8 de enero 2009 - 00:00

Una tregua temporal alivió a Gaza, pero Israel asalta escondites de Hamás

El funeral de la víctimas del ataque israelí a las escuelas de la ONU en Gaza fue masivo.
El funeral de la víctimas del ataque israelí a las escuelas de la ONU en Gaza fue masivo.
Gaza - Los habitantes de la Franja de Gaza tuvieron ayer tres horas de respiro, las primeras desde el 27 de diciembre luego que Israel y Hamás aceptaran una tregua humanitaria que se repetiría cada día. Sin embargo, concluido ese lapso se reanudaron los enfrentamientos, y el gobierno Ehud Olmert aprobó el inicio de la tercera y última fase de la operación Plomo Fundido.
En una reunión presidida por el primer ministro, el gabinete de seguridad «aprobó la continuación de las operaciones terrestres, incluida una tercera fase que ampliará la ofensiva penetrando más en las zonas pobladas» en busca de escondites, declaró un miembro del Gobierno que pidió el anonimato.
Ésta se produjo al mismo tiempo que Israel anunciaba el envío de emisarios a El Cairo para discutir una propuesta de alto el fuego anunciada el martes por el presidente egipcio, Hosni Mubarak, en coordinación con su homólogo francés, Nicolas Sarzkozy (ver nota aparte).
Tras la iniciativa egipcia, Israel interrumpió ayer sus bombardeos sobre la ciudad de Gaza el miércoles durante tres horas «por motivos humanitarios». Hamás, por su parte, cesó sus disparos de cohetes también durante ese tiempo.
Ayuda
Los habitantes de Gaza, paralizados durante doce días por los ataques, aprovecharon la pausa para buscar agua y alimentos, mientras que el Ejército israelí señaló la entrada en Gaza ayer de 78 camiones de ayuda humanitaria.
Pero a muchos el tiempo el tiempo pasó demasiado rápido. «Tres horas no es suficiente. No tenemos agua, ni electricidad ni comida», explicó Mohammad Azzam, de 45 años. «Temo que a esta pausa le siga una ofensiva todavía más fuerte y una invasión a todo el barrio», cuenta Azzam.

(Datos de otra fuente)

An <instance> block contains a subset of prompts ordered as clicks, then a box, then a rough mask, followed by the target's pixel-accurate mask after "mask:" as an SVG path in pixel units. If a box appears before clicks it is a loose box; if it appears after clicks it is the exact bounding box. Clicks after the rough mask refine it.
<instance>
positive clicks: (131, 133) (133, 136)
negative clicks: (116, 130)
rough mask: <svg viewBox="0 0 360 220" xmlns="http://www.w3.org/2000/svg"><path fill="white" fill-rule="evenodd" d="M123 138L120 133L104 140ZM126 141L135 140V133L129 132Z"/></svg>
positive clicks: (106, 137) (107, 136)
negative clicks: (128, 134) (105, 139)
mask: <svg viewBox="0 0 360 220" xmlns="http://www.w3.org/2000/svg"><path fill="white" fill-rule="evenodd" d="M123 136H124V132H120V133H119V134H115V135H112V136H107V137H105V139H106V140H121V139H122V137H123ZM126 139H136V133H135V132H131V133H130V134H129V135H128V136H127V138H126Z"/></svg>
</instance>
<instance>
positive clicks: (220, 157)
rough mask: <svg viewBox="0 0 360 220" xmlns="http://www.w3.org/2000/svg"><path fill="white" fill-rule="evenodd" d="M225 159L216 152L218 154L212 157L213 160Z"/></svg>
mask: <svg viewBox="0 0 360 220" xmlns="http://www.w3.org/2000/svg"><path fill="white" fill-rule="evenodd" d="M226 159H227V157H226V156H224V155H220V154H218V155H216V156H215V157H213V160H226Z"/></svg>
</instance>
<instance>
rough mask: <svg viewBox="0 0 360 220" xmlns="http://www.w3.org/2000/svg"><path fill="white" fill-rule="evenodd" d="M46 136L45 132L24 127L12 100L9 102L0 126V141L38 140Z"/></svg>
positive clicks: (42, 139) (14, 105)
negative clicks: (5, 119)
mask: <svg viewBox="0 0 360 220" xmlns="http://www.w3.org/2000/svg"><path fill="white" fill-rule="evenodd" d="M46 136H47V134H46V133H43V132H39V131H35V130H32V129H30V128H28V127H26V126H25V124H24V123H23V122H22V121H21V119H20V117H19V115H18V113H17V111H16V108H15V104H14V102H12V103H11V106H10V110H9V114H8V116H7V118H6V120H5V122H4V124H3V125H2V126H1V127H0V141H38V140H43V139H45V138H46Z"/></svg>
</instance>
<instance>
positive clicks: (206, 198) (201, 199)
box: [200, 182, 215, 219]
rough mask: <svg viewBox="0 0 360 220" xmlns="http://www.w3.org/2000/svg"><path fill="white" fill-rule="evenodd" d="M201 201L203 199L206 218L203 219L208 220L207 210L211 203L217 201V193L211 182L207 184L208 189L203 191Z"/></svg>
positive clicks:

Algunos habitantes de la zona ni siquiera sabían que había tres horas de alto el fuego. «¿En serio? Saldré a ver si encuentro una tienda abierta y compro unas latas de conserva», respondió Waël Haj Ahmad, de 34 años.
Cientos de palestinos acudieron al hospital de Shifa, el principal de Gaza, para donar sangre, mientras que muchos otros visitaron a familiares heridos o buscaron a personas muertas. Los equipos de emergencia utilizaron las tres horas para buscar a víctimas entre los escombros y rescatar a heridos o cadáveres.
En ese territorio, las acciones israelíes disminuyeron su intensidad ayer, que se saldaron con al menos 21 palestinos muertos, tras las decenas de muertos civiles del martes, cuando al menos 50 personas perecieron en varios ataques contra escuelas de la ONU.
Víctimas
Según el nuevo balance de los servicios de urgencia y emergencia del territorio controlado por Hamás, la ofensiva se ha cobrado desde su inicio, el 27 de diciembre, 702 muertos palestinos -220 de ellos niños- y unos 3.100 heridos. Israel no ofreció cifras sobre sus bajas.
Por otro lado, el Ejército israelí lanzó panfletos sobre Rafah pidiendo a los habitantes que abandonen esa zona fronteriza con Egipto en previsión de bombardeos a los túneles utilizados por Hamás para el contrabando de armas.
Al cierre de esta edición aviones hebreos habían comenzado a bombardear la zona de forma masiva a la altura del corredor Filadelfi, la frontera entre Gaza y Egipto. La televisión israelí informó que, pasadas más de cuatro horas, el bombardeo continuaba y que el objetivo era desmoronar los túneles por los que el movimiento islamista Hamás hace acopio de armas para sus milicianos.
Según testigos presenciales, decenas de familias dejaron sus casas y pertenencias y se encaminaron hacia el Norte en busca de refugio, sin saber si podrán volver a ellas.
En ese marco, el Ejército israelí autorizó ayer, por primera vez desde que lanzó la ofensiva Plomo Fundido hace doce días, que un grupo de periodistas entrara en la Franja de Gaza, aunque únicamente acompañando a sus fuerzas.